Next to Gaming, Illicit Trade or Smuggling may be mentioned as a very productive source of criminality. The vast extent of the Trade and Revenues of the Country; its insular situation, and the temptations arising from the magnitude of the duties, contribute exceedingly to the corruption of morals, not only of these engaged in illicit pursuits, but it is to be lamented also of the inferior officers themselves, whose duty it is to prevent this evil.
Severe and pointed as the laws unquestionably are with an immediate view to the prevention of this evil, experience proves how ineffectual they have been, since every idle and profligate character becomes a smuggler. But it is not merely the offence of smuggling as it relates to the revenue, which is to be deplored as a grievance to the Public, since those on the Sea Coasts of the kingdom, concerned in such pursuits, are generally of ferocious habits, which produce such excesses and depredations upon the unfortunate, when suffering the calamity of shipwreck, as would disgrace the rudest savages.
With contaminated minds, depraved hearts, men given up to such warfare upon helpless humanity, become fit instruments for every species of criminality.—Vagabonds by trade, the transition from one offence to another is easy, and hence through this medium many culprits are added to the general catalogue of delinquency, which nothing can check or prevent but a System of Police, attaching responsibility some-where instead of no-where as at present.
Crimes are also generated in no inconsiderable degree, by the evil examples exhibited in Prisons, and by the length of time persons charged with offences are suffered to remain in gaols previous to their trial, particularly in the counties adjoining the Metropolis, where they frequently are in confinement five and six months before the assizes.—If they were novices in villainy before, the education they receive in these seminaries, in the event of their escaping justice, returns them upon society, completely proselyted and instructed in the arts of mischief and depredation.
Nor have the unequal scale of punishments, and the ultimate unconditional pardons, dictated no doubt by the purest motives of humanity, a less tendency to generate new crimes. Encouraged by the chances of escaping free, even after conviction, many delinquents pursue their evil courses, trusting ultimately to this resource, if other devices shall fail.

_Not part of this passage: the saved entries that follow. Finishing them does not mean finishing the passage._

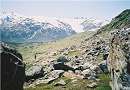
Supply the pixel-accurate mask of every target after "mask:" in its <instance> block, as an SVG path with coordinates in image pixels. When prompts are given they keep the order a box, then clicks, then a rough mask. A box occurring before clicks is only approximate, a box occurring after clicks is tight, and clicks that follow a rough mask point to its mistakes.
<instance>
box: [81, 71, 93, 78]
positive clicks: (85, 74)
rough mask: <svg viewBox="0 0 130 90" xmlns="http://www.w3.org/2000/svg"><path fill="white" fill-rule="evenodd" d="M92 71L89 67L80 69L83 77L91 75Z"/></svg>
mask: <svg viewBox="0 0 130 90" xmlns="http://www.w3.org/2000/svg"><path fill="white" fill-rule="evenodd" d="M91 73H92V71H91V70H90V69H86V70H83V71H82V75H83V76H84V78H86V77H89V76H91Z"/></svg>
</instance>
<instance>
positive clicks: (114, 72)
mask: <svg viewBox="0 0 130 90" xmlns="http://www.w3.org/2000/svg"><path fill="white" fill-rule="evenodd" d="M108 62H109V63H108V66H109V70H110V72H111V78H112V88H113V90H130V28H128V29H122V30H115V31H113V32H112V33H111V42H110V52H109V57H108Z"/></svg>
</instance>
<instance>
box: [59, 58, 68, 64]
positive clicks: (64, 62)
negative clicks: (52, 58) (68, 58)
mask: <svg viewBox="0 0 130 90" xmlns="http://www.w3.org/2000/svg"><path fill="white" fill-rule="evenodd" d="M57 62H61V63H65V62H68V59H67V58H66V57H65V56H60V57H59V58H58V59H57Z"/></svg>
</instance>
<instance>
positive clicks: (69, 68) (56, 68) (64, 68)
mask: <svg viewBox="0 0 130 90" xmlns="http://www.w3.org/2000/svg"><path fill="white" fill-rule="evenodd" d="M53 67H54V69H55V70H64V71H68V70H72V71H73V70H74V69H73V68H72V67H70V66H68V65H65V64H64V63H60V62H59V63H56V64H54V65H53Z"/></svg>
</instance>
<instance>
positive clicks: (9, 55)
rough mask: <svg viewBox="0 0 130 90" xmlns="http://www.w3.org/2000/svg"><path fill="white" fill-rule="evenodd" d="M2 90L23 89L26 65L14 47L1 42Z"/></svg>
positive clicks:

To shew mankind that crimes are sometimes wholly pardoned, and that punishment is not the necessary consequence, is to nourish the flattering hope of impunity, and is the cause of their considering every punishment which is actually inflicted, as an act of injustice and oppression.
Let the Legislator be tender, indulgent, and humane; but let the Executors of the Laws be inexorable in punishing;—at least to a certain extent.